I too am sorry to hear of the passing of Gina - you must be devastated after she shared her life with you for 6 years.

You have 6 years of precious memories and nobody can take that away from you - Gina was one lucky pigeon.

Please stay in touch with us ( which you say you will do) and once again very sorry to hear about your sad loss.

Tania x


----------



## TerriB (Nov 16, 2003)

I am so sorry for the grief you are feeling at the loss of your beloved pet, Gina. Six years is a long time to know a little creature so well. Take care of yourself and come back to visit often.


----------



## my_gina (Feb 4, 2006)

*thank you<3*

thank you...yes 6 years is long...and i have many memories of her...since she was a baby...when she first flew.and we had to feed her...but most when she came back when she was gone for 10 days with a broken wing .....i know i wont EVER forget her..


----------



## Skyeking (Jan 17, 2003)

I'm so sorry to hear Gina passed. It has to be absolutely devistating after having a bird for six years. Those that we spend so much time with are particularly hard to give up. We see their presence everywhere.

Please be comforted that she is now at peace and flying in the spirit. Time will heal and lessen the hurt.

Sending you prayers to comfort you, and a BIG group HUG from all of us.


----------



## Pigeonpal2002 (Jul 27, 2002)

I'm terribly sorry to read that your little Gina has passed away Sometimes these things progress so fast that there is really little you could have done. It sounds like whatever happened to Gina, happened quickly and nothing may have made a difference. 

She was obviously very much loved and she died in caring hands.
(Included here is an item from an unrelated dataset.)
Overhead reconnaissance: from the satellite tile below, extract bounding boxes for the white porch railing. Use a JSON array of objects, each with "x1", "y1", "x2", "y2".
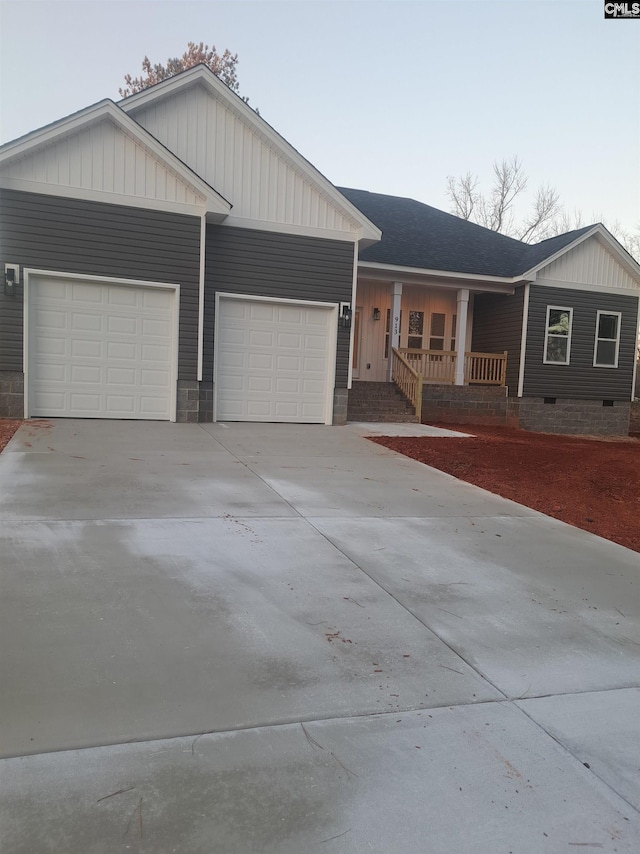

This is all any of us can provide our bird at such a time.


Take care,


----------



## mr squeaks (Apr 14, 2005)

I am sending a WARM and HEALING HUG to help ease your grief!

I'm so sorry!


----------



## Victor (Dec 18, 2004)

I feel sad for you loss. I am so sorry.


----------



## stach_n_flash (Mar 15, 2006)

how sad how long do pigoens live? i heard 20 years .. maybe someone could give you a new pigeon to maybe feel the void 

sorry you lost gina


----------



## my_gina (Feb 4, 2006)

aww thank you..you guys make me tearr* ....hugs back......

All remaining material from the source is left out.